Taiwan organise des exercices et affirme que la Chine cherche à contrôler les mers
Le ministre des affaires étrangères de Taïwan a déclaré mardi que la Chine utilisait des exercices militaires pour répéter une invasion de la démocratie insulaire autonome, tandis que l’armée taïwanaise a commencé ses propres exercices de tir réel afin de se préparer à contrecarrer une attaque potentielle.
Joseph Wu a déclaré que Pékin vise à établir sa domination dans le Pacifique occidental et à annexer Taïwan, qu’il revendique comme son propre territoire. Il s’agirait notamment de contrôler les mers de Chine orientale et méridionale via le détroit de Taiwan et d’empêcher les Etats-Unis et leurs alliés d’aider Taiwan, a-t-il déclaré lors d’une conférence de presse à Taipei.
La Chine affirme que ses exercices ont été provoqués par la visite sur l’île, la semaine dernière, de la présidente de la Chambre des représentants des États-Unis, Nancy Pelosi, mais M. Wu a déclaré que la Chine utilisait ce voyage comme prétexte à des mesures d’intimidation qu’elle préparait depuis longtemps. La Chine a également interdit certaines importations de produits alimentaires taïwanais après la visite et a coupé le dialogue avec les États-Unis sur une série de questions allant des contacts militaires à la lutte contre le crime transnational et le changement climatique.
Les États-Unis n’ont pas de liens diplomatiques formels avec Taïwan par respect pour Pékin, mais ils sont légalement tenus de veiller à ce que l’île puisse se défendre et de traiter toute menace à son encontre – y compris un blocus – comme un sujet de grave préoccupation.
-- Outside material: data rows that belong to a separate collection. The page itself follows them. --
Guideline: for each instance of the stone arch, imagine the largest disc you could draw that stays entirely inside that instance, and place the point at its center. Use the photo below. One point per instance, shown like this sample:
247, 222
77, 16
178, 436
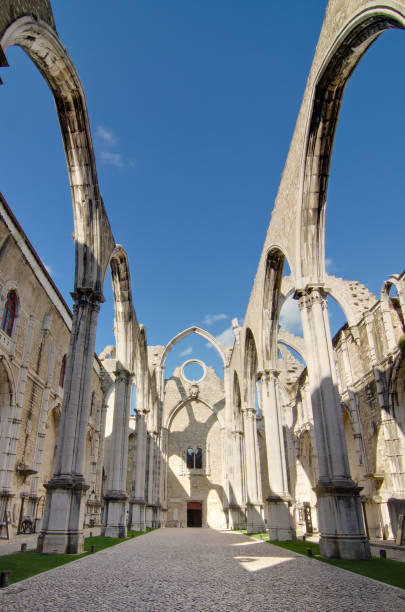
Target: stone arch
348, 47
294, 342
184, 402
187, 332
94, 241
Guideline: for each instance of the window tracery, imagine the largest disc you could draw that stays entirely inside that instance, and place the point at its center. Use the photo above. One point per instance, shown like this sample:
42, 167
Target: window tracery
9, 313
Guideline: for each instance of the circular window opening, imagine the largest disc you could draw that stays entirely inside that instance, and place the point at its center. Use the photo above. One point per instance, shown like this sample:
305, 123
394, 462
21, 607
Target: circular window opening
193, 371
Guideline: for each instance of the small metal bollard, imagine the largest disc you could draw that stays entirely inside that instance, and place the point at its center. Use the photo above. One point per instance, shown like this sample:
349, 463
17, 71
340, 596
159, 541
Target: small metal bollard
5, 578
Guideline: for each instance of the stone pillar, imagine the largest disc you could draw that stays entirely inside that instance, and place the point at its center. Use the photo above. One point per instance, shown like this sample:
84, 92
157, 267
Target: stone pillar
100, 459
340, 514
254, 509
39, 442
164, 445
115, 524
150, 505
279, 500
62, 530
137, 502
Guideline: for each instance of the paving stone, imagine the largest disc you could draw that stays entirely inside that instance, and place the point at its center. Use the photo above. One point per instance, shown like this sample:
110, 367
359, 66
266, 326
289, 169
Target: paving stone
199, 570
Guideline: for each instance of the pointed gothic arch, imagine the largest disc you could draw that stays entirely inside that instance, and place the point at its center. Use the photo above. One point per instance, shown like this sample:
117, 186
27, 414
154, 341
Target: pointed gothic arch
187, 332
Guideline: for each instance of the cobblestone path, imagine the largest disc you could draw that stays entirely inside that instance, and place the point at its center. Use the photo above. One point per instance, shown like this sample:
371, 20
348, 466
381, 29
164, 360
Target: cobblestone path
199, 570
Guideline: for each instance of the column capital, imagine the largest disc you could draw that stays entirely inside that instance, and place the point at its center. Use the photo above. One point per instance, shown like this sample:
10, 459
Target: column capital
310, 295
249, 411
122, 374
86, 296
270, 374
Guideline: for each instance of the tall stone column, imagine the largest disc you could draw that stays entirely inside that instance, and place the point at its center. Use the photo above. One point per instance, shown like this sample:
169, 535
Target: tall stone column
115, 524
137, 501
62, 530
280, 527
255, 521
340, 516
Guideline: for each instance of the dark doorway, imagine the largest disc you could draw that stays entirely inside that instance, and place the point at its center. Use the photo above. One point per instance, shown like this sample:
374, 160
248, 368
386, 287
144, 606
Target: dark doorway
308, 517
194, 514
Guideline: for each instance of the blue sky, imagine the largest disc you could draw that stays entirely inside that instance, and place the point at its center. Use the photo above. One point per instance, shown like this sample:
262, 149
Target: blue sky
192, 107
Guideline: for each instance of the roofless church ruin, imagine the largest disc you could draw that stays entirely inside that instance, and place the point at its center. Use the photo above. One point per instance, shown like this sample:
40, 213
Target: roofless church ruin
300, 435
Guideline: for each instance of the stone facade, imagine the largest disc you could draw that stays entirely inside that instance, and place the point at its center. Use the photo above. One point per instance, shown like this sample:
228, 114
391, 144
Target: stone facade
32, 357
326, 448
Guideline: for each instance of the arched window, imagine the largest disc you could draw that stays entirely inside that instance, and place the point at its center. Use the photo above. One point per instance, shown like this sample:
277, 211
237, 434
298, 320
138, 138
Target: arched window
62, 372
198, 459
9, 313
93, 399
190, 458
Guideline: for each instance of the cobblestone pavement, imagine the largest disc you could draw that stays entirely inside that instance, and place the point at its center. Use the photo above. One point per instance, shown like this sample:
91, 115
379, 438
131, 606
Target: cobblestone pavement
199, 570
30, 539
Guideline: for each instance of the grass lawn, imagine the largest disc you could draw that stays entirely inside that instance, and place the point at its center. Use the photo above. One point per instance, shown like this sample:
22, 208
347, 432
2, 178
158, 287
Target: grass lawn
384, 570
30, 563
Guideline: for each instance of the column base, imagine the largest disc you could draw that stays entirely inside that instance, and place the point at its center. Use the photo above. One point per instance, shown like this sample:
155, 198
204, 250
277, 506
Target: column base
115, 524
341, 521
137, 516
63, 517
237, 517
254, 522
280, 527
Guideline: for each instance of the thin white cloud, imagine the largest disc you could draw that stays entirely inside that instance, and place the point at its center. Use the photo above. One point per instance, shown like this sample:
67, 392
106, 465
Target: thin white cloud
106, 136
187, 351
290, 317
227, 337
210, 319
115, 159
Cela laisse ouverte la question de savoir si Washington enverrait des forces si la Chine attaquait Taïwan. Le président Joe Biden a déclaré à plusieurs reprises que les États-Unis étaient tenus de le faire, dans des commentaires rapidement rétractés par son équipe.
Les exercices montrent « l’ambition géostratégique de la Chine au-delà de Taiwan », a déclaré Wu.
« La Chine n’a pas le droit d’interférer ou d’altérer » le processus démocratique du peuple taïwanais ou l’interaction avec d’autres nations, a-t-il déclaré, ajoutant que Taïwan et le continent sont des juridictions séparées, « aucune n’étant subordonnée à l’autre ».
Depuis jeudi, la Chine a envoyé des navires et des avions militaires au-delà de la ligne médiane du détroit de Taïwan et a lancé des missiles dans les eaux entourant l’île. Ignorant les appels à l’apaisement des tensions, Pékin a prolongé ces exercices qui équivalent à un blocus sans annoncer quand ils prendront fin.
Les exercices ont perturbé les vols et la navigation dans l’une des zones les plus fréquentées par le commerce mondial. Taïwan a mis ses forces en état d’alerte, mais s’est jusqu’à présent abstenu de prendre des mesures de riposte actives.
Mardi, l’armée taïwanaise a organisé des exercices d’artillerie à balles réelles dans le comté de Pingtung, sur la côte sud-est du pays.
L’armée continuera à s’entraîner et à accumuler des forces pour faire face à la menace de la Chine, a déclaré le général de division Lou Woei-jye, porte-parole du commandement de la 8e armée de Taiwan. « Quelle que soit la situation… c’est la meilleure façon de défendre notre pays ».
Un visiteur de la ville portuaire voisine de Kaohsiung a déclaré que les exercices étaient nécessaires pour « faire savoir à la Chine que nous sommes prêts ».
« J’espère que les deux parties pourront faire preuve de retenue. Faire la guerre n’est pas bon pour les gens ordinaires », a déclaré l’homme, qui n’a donné que son nom de famille Chen.
Taïwan, ancienne colonie japonaise n’ayant que des liens ténus avec la Chine impériale, s’est séparée du continent dans une guerre civile en 1949. Bien qu’il n’ait jamais gouverné l’île, le parti communiste chinois au pouvoir la considère comme son propre territoire et a cherché à l’isoler diplomatiquement et économiquement, tout en renforçant les menaces militaires.
Taïwan est un fournisseur crucial de puces informatiques pour l’économie mondiale, y compris les secteurs de haute technologie de la Chine. Une crise prolongée dans le détroit de Taïwan, une artère majeure du commerce mondial, pourrait avoir des implications majeures pour les chaînes d’approvisionnement internationales à un moment où le monde est confronté à des perturbations et à l’incertitude.